A stem cell zoo uncovers intracellular scaling of developmental tempo across mammals

Differential speeds in biochemical reactions have been proposed to be responsible for the differences in developmental tempo between mice and humans. However, the underlying mechanism controlling the species-specific kinetics remains to be determined. Using in vitro differentiation of pluripotent stem cells, we recapitulated the segmentation clocks of diverse mammalian species varying in body weight and taxa: marmoset, rabbit, cattle, and rhinoceros. Together with mouse and human, the segmentation clock periods of the six species did not scale with the animal body weight, but with the embryogenesis length. The biochemical kinetics of the core clock gene HES7 displayed clear scaling with the species-specific segmentation clock period. However, the cellular metabolic rates did not show an evident correlation. Instead, genes involving biochemical reactions showed an expression pattern that scales with the segmentation clock period.

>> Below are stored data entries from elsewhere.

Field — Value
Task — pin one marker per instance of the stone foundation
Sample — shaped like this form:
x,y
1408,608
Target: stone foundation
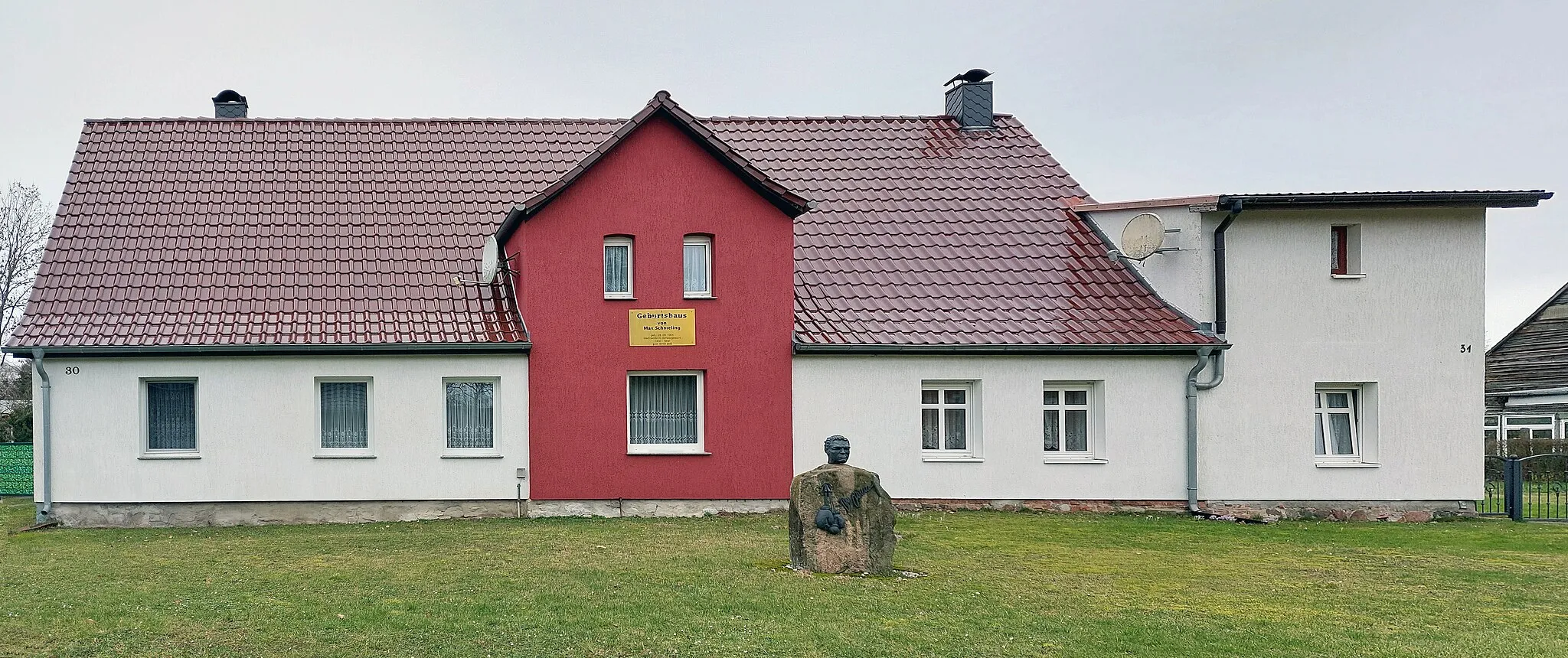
x,y
287,513
651,508
372,511
1409,511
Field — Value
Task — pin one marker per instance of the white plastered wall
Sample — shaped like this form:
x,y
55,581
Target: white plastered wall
x,y
875,402
1402,326
257,432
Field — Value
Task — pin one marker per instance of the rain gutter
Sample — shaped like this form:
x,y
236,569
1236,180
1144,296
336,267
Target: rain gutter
x,y
275,350
864,348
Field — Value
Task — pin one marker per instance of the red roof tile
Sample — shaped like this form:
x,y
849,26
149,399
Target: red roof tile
x,y
350,233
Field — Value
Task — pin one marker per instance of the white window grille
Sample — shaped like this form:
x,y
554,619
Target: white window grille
x,y
697,254
664,412
618,267
471,414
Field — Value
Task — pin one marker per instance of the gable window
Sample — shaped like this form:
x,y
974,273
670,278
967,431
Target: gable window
x,y
170,417
344,417
471,415
664,412
1344,251
618,267
1336,428
697,256
948,420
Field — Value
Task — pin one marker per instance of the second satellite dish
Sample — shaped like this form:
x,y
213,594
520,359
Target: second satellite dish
x,y
492,260
1142,237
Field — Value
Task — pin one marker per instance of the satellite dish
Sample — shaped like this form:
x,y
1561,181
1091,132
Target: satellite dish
x,y
1144,236
490,260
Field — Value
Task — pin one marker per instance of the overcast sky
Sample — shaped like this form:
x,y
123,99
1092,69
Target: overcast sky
x,y
1134,99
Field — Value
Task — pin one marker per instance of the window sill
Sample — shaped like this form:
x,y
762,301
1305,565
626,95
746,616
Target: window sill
x,y
1056,459
1348,464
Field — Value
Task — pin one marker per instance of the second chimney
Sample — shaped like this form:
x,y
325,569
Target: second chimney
x,y
971,106
230,106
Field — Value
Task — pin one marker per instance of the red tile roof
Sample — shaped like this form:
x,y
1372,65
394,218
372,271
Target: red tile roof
x,y
350,233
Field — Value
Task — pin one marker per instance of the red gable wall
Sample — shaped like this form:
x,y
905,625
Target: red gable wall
x,y
658,185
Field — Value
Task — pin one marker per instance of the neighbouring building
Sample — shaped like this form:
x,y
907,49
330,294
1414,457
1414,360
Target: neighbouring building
x,y
1527,384
328,320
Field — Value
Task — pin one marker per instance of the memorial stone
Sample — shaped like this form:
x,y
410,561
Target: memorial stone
x,y
841,520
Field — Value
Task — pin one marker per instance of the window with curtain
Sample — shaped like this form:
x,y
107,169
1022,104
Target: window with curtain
x,y
172,415
618,269
345,415
471,414
1067,422
946,419
1334,428
697,256
664,411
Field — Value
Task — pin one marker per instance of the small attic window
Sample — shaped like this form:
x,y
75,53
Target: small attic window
x,y
1344,245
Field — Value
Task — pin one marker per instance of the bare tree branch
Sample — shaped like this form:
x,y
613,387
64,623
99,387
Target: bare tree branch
x,y
24,229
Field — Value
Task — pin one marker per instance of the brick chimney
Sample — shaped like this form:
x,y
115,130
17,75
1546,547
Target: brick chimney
x,y
230,106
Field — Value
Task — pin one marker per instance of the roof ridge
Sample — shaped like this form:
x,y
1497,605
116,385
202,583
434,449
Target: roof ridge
x,y
502,119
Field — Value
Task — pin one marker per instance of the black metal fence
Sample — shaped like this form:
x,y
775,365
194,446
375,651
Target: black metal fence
x,y
1532,487
16,469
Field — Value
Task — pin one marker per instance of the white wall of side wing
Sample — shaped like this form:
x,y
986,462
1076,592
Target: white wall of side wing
x,y
1413,324
874,402
257,432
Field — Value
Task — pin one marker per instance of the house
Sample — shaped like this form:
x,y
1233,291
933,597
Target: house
x,y
330,320
1527,384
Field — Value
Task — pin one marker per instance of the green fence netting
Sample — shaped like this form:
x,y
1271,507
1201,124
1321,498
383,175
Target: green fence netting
x,y
16,469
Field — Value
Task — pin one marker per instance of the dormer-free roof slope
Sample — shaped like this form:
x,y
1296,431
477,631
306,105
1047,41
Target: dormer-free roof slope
x,y
347,233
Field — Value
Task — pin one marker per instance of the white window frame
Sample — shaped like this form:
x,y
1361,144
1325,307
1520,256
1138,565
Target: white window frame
x,y
480,453
1352,265
631,265
1095,422
971,451
707,262
146,435
371,422
701,415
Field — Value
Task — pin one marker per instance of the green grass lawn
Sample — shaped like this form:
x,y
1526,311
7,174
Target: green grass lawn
x,y
998,585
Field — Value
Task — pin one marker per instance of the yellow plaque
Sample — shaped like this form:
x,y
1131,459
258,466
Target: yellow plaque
x,y
664,326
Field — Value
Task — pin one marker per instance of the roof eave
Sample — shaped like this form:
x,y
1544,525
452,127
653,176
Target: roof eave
x,y
1014,350
267,350
1443,200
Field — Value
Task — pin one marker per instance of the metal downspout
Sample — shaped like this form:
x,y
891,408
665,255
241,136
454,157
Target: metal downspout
x,y
46,477
1204,357
1219,269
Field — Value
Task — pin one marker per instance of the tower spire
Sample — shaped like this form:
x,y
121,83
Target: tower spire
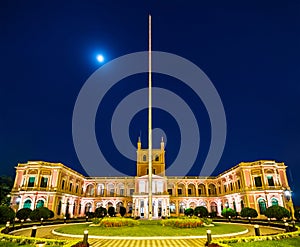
x,y
150,126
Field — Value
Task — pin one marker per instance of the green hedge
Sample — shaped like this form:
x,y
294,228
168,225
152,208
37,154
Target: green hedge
x,y
225,242
183,223
118,222
29,240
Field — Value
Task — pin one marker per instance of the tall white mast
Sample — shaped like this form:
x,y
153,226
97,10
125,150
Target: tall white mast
x,y
150,127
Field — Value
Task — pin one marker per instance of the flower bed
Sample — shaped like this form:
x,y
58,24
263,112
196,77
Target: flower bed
x,y
183,223
21,240
225,242
118,222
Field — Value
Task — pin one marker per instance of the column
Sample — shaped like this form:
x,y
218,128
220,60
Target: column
x,y
186,190
176,190
196,188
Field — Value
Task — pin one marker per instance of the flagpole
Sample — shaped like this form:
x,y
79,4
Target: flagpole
x,y
150,127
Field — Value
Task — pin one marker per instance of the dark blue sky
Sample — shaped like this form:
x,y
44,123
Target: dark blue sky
x,y
250,50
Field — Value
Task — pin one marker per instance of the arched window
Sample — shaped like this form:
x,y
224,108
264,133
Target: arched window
x,y
27,204
172,208
213,207
182,207
262,206
274,202
40,203
88,207
59,208
234,206
242,204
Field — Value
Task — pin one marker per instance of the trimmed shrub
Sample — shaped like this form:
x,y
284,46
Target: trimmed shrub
x,y
90,214
189,212
41,212
201,211
100,212
6,214
122,211
297,213
111,211
23,213
277,212
249,212
226,212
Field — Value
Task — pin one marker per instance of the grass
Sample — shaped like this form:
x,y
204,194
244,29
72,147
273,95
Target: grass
x,y
10,244
291,242
149,228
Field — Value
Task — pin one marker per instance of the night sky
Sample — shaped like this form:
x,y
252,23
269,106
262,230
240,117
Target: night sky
x,y
249,49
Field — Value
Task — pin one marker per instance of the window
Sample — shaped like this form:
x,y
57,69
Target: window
x,y
262,206
257,181
58,211
44,182
27,204
39,204
172,207
270,181
31,181
234,206
242,204
111,192
274,202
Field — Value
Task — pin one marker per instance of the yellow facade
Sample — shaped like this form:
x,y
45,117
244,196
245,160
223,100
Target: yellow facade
x,y
258,184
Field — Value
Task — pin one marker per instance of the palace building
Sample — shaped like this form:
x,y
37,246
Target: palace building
x,y
258,185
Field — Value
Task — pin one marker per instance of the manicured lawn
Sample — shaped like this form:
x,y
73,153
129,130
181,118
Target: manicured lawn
x,y
9,244
291,242
149,228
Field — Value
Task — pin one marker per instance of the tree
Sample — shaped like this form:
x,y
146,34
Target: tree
x,y
297,213
122,211
41,212
226,212
201,211
6,184
23,213
277,212
189,212
249,212
100,212
6,214
111,211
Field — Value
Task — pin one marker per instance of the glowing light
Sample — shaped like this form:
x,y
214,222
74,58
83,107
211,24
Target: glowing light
x,y
100,58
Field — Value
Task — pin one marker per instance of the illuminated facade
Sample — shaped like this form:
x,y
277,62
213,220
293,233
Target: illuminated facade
x,y
258,185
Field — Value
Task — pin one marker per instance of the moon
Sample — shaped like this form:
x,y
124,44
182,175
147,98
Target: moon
x,y
100,58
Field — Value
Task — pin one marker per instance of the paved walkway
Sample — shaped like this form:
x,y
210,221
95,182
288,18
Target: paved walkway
x,y
46,232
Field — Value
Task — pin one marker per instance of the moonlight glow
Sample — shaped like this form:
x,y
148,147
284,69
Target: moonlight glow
x,y
100,58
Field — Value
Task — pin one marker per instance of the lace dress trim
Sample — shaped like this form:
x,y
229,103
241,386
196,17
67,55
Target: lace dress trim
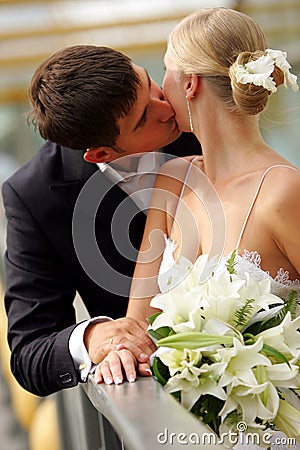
x,y
282,277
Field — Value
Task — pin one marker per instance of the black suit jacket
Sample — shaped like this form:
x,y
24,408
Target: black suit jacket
x,y
42,269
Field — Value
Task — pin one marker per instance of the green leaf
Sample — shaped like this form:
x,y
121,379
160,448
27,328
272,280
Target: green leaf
x,y
193,340
160,371
230,263
289,306
271,351
151,318
161,332
243,314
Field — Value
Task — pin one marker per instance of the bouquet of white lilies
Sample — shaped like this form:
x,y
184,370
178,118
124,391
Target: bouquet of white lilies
x,y
229,350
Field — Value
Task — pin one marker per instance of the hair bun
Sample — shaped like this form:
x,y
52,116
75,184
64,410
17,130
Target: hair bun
x,y
248,97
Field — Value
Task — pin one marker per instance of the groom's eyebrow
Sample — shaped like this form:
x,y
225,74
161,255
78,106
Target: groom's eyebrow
x,y
141,119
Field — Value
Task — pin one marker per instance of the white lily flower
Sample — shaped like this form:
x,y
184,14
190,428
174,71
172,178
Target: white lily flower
x,y
288,419
284,375
177,308
247,399
207,383
178,360
240,360
280,60
257,72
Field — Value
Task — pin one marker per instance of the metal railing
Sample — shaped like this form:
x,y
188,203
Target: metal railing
x,y
131,416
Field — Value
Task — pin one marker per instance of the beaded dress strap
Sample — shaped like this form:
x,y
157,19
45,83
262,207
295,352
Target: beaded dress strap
x,y
255,197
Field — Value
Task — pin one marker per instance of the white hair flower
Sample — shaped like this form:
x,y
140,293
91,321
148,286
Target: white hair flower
x,y
259,72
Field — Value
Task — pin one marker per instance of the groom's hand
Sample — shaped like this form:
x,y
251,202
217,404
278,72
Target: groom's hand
x,y
124,333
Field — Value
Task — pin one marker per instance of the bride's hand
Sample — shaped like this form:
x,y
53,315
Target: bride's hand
x,y
117,364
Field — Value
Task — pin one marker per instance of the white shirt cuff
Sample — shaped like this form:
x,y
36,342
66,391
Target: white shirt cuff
x,y
78,350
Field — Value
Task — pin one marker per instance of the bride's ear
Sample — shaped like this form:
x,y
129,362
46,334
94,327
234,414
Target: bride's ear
x,y
191,86
99,154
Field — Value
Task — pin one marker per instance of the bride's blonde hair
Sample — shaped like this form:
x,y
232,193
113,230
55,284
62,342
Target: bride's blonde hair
x,y
211,43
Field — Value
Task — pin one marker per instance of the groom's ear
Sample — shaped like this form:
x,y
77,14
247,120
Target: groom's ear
x,y
191,86
99,154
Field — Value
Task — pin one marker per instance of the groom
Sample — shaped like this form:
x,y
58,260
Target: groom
x,y
83,97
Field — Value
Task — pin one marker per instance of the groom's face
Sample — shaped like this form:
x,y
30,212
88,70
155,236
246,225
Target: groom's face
x,y
150,124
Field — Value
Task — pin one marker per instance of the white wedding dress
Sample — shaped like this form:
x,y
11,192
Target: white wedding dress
x,y
171,270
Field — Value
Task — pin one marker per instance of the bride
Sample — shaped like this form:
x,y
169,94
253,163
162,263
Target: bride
x,y
219,76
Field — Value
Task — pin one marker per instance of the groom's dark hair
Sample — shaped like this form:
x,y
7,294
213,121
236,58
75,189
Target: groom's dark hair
x,y
78,94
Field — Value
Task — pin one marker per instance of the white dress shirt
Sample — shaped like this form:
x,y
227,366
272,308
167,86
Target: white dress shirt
x,y
138,184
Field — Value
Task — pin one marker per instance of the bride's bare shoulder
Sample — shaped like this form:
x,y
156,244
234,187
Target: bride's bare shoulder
x,y
282,189
172,173
178,166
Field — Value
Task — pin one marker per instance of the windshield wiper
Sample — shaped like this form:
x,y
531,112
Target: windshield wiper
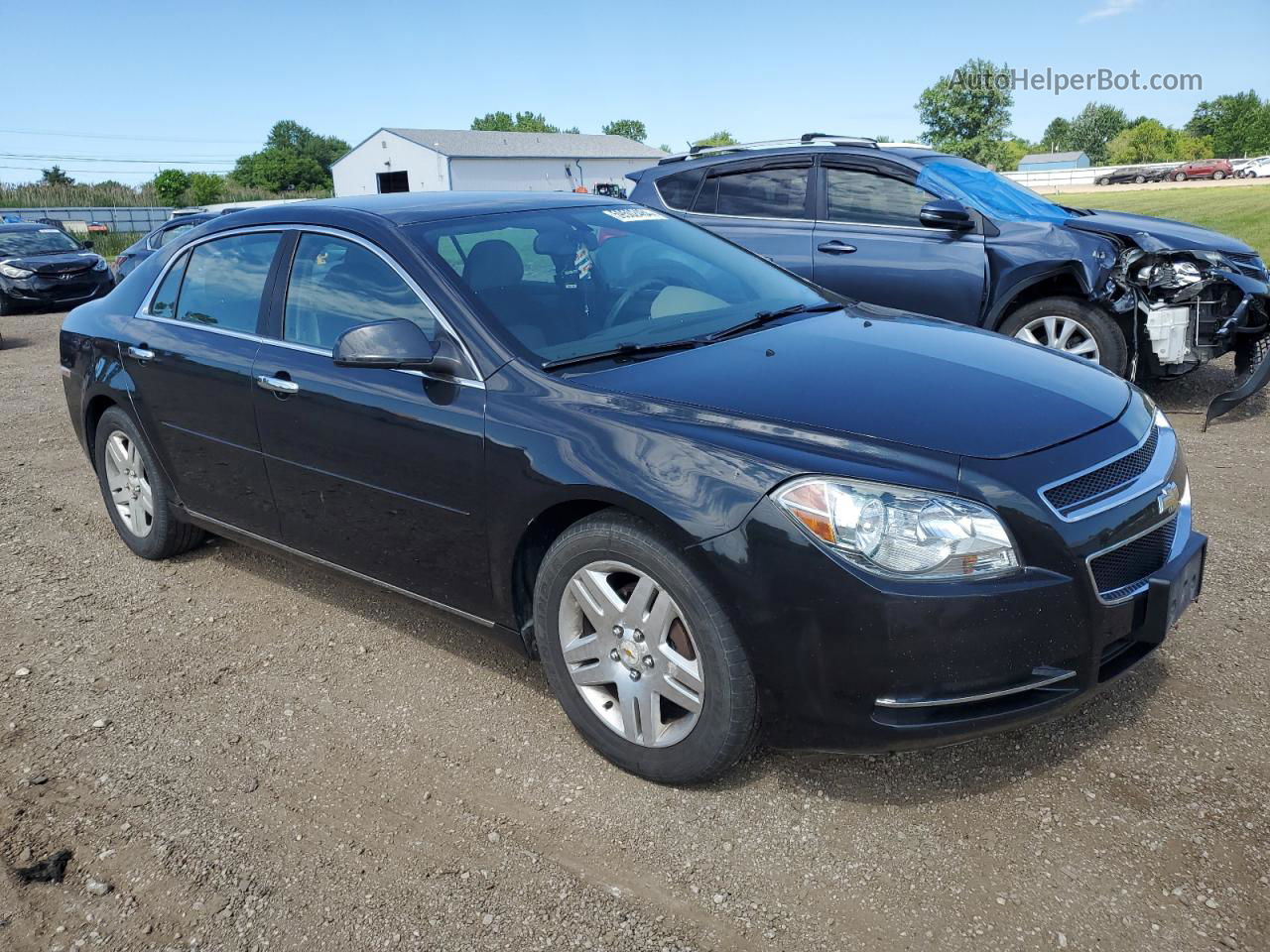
x,y
766,316
625,350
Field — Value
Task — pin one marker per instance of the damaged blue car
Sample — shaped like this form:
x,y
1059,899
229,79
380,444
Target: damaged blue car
x,y
921,231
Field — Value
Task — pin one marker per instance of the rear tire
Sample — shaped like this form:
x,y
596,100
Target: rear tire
x,y
617,680
1074,324
137,497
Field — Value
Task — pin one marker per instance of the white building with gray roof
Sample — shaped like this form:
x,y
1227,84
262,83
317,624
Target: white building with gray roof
x,y
461,160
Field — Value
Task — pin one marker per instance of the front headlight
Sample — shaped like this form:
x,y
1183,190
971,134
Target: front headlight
x,y
901,532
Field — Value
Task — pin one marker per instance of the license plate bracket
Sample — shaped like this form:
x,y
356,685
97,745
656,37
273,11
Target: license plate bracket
x,y
1171,592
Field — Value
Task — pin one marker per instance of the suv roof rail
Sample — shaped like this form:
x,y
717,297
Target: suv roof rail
x,y
807,139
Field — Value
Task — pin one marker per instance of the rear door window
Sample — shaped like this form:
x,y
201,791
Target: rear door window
x,y
336,285
225,280
867,198
756,193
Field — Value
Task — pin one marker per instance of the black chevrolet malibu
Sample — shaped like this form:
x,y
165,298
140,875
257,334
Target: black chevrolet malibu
x,y
717,502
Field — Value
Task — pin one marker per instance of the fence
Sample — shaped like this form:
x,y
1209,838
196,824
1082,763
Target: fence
x,y
114,218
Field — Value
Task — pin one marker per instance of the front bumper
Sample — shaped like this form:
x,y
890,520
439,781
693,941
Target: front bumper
x,y
58,294
849,661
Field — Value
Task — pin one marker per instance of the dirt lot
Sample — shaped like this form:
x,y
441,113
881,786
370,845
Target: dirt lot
x,y
255,756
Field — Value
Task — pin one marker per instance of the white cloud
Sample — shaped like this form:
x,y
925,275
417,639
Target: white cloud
x,y
1109,8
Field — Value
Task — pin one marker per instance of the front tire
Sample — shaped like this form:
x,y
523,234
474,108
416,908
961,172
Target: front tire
x,y
137,497
1074,327
640,654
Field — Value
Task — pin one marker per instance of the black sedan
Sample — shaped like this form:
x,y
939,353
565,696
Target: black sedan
x,y
717,502
44,268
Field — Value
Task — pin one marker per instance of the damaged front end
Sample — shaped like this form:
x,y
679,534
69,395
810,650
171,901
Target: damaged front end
x,y
1193,306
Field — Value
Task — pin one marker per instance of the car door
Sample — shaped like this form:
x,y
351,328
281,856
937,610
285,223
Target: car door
x,y
870,245
763,206
379,471
190,353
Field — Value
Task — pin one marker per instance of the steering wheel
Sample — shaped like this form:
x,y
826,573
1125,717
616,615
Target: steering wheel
x,y
629,295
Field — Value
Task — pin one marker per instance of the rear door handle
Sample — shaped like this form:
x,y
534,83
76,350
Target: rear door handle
x,y
277,385
835,248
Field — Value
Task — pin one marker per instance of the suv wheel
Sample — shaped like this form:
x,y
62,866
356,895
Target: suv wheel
x,y
640,654
136,494
1072,326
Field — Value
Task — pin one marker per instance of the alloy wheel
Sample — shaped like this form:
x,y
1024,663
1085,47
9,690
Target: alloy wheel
x,y
1064,334
630,654
130,484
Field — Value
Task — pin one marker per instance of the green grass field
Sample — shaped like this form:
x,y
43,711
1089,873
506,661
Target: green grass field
x,y
1239,212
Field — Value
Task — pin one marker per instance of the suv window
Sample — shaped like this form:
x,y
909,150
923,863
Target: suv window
x,y
756,193
867,198
223,282
679,189
336,285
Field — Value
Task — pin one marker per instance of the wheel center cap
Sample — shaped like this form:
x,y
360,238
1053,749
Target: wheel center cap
x,y
629,652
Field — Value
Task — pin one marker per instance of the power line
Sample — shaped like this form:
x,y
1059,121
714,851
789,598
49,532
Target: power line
x,y
189,160
132,139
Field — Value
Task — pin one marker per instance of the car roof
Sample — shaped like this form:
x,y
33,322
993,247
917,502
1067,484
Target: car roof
x,y
414,207
668,167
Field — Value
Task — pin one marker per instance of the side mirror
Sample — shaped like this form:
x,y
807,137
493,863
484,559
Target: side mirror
x,y
397,344
947,213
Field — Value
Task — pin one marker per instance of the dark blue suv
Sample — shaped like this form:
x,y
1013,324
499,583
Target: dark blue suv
x,y
922,231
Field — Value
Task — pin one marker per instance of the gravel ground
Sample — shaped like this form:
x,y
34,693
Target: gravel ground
x,y
246,754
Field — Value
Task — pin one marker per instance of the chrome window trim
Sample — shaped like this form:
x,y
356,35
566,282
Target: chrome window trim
x,y
1182,534
144,311
1152,477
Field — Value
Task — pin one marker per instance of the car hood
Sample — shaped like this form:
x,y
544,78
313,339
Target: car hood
x,y
63,263
1176,235
887,375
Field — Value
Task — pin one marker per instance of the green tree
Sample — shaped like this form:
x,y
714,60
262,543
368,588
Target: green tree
x,y
716,139
1147,141
966,113
204,188
171,184
1238,125
1093,127
521,122
294,158
630,128
56,177
1057,136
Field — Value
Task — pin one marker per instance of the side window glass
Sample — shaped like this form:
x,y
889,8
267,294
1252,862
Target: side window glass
x,y
164,303
679,189
336,285
225,280
763,193
866,198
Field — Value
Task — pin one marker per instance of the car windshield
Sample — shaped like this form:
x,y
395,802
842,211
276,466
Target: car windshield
x,y
567,282
41,241
993,194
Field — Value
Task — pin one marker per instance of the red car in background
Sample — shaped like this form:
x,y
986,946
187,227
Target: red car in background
x,y
1203,169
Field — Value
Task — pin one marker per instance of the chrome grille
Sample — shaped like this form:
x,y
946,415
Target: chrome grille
x,y
1119,572
1115,474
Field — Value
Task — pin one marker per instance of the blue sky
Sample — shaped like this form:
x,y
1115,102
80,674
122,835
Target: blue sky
x,y
202,84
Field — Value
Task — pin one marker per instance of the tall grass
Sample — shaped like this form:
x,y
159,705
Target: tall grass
x,y
114,194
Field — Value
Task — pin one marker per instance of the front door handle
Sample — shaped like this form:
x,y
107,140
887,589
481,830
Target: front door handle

Altogether, our stem cell zoo uncovered general scaling laws governing species-specific developmental tempo. [Display omitted] •The segmentation clock of six mammals was recapitulated using pluripotent stem cells•The clock’s period does not scale with body weight, but with embryogenesis length•Biochemical reaction speeds scale with the segmentation clock period•The expression of genes involving biochemical reactions correlates with the period Lázaro et al. have investigated the mechanisms underlying the differences in developmental tempo by recapitulating in vitro the segmentation clock of six mammalian species. They reported that the speed of biochemical reactions and the expression of biochemical reaction genes scale with the segmentation clock period.